In [1]:
import json
import pandas as pd
from sentence_transformers import SentenceTransformer, util
from src.utils.UsefulPaths import Paths

In [3]:
paths = Paths()

with open(paths.json_subsectors, 'r') as file:
    subsectors = json.load(file)

In [14]:
df_abstract = pd.read_parquet(paths.raw_parquet_abstract)

offset_div = 50
df_joao = df_abstract.iloc[:offset_div].copy().reset_index(drop='index')
df_leo = df_abstract.iloc[offset_div:offset_div*2].copy().reset_index(drop='index')
df_maxm = df_abstract.iloc[offset_div*2:offset_div*3].copy().reset_index(drop='index')
df_rafael = df_abstract.iloc[offset_div*4:offset_div*5].copy().reset_index(drop='index')
df_thiago = df_abstract.iloc[offset_div*6:offset_div*7].copy().reset_index(drop='index')

In [23]:
class PatentSimilarity:
    def __init__(self,
                 df_patents: pd.DataFrame = pd.DataFrame(),
                 model_name: str = 'bert-base-uncased',
                 definition_weight: float = 1,
                 keywords_weight: float = 1,
                 does_include: float = 1,
                 does_not_include: float = -1,
                 show_progress_bar=False,
                 top_scores=3):

        self.df_patents = df_patents
        self.model = SentenceTransformer(model_name)

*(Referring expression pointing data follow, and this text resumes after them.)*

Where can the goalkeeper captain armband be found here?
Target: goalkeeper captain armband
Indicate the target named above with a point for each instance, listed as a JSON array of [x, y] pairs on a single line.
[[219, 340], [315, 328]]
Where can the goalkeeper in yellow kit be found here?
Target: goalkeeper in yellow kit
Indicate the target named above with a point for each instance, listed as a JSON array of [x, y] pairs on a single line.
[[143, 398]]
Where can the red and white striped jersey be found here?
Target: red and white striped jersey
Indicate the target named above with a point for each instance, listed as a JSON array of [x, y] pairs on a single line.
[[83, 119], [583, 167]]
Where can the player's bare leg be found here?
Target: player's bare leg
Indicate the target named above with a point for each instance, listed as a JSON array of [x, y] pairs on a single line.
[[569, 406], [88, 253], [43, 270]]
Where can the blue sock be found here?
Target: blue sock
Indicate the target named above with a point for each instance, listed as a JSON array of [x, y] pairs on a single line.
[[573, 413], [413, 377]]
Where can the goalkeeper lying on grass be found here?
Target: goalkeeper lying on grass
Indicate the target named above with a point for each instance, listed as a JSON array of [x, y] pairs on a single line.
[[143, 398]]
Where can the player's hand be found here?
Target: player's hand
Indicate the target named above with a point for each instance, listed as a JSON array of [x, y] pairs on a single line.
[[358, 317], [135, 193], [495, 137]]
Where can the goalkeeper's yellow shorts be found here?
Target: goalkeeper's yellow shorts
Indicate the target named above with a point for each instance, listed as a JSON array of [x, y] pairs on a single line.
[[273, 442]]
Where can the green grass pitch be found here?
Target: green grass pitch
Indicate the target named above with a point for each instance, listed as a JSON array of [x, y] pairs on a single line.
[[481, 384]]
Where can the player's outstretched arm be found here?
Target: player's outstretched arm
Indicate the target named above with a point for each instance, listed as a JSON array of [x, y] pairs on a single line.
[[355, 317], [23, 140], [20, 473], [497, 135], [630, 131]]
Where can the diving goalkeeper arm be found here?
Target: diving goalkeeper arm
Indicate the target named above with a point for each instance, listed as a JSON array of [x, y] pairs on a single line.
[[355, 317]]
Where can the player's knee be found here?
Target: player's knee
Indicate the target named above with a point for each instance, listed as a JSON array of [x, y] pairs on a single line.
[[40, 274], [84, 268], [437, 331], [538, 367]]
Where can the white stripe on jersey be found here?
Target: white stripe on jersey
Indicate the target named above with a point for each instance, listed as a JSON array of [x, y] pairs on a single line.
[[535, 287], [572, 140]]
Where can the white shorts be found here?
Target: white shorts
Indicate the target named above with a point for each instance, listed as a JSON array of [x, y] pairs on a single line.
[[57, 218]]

        # Peso para a definição
        self.definition_weight = definition_weight

        # Peso para as keywords
        self.keywords_weight = keywords_weight

        # Peso para as Does Include
        self.does_include = does_include

        # Peso para as Does Not Include
        self.does_not_include = does_not_include

        self.show_progress_bar = show_progress_bar

        self.top_scores = top_scores

        self.subsetors_embeddings = {}
        self.subsetors_definitions = []
        for subsetor_name, subsetor_values in subsectors.items():

            subsetor_definition = subsetor_values.get('Definition', '')
            subsetor_keywords = subsetor_values.get('Keywords', '')
            subsetor_does_include = subsetor_values.get('Does include', '')
            subsetor_does_not_include = subsetor_values.get('Does not include', '')

            self.subsetors_definitions.append(f'{subsetor_keywords}')
            # self.subsetors_definitions.append(f'{subsetor_definition}. {subsetor_keywords}.')
            # self.subsetors_definitions.append(f'{subsetor_definition}. {subsetor_keywords}. {subsetor_does_include}')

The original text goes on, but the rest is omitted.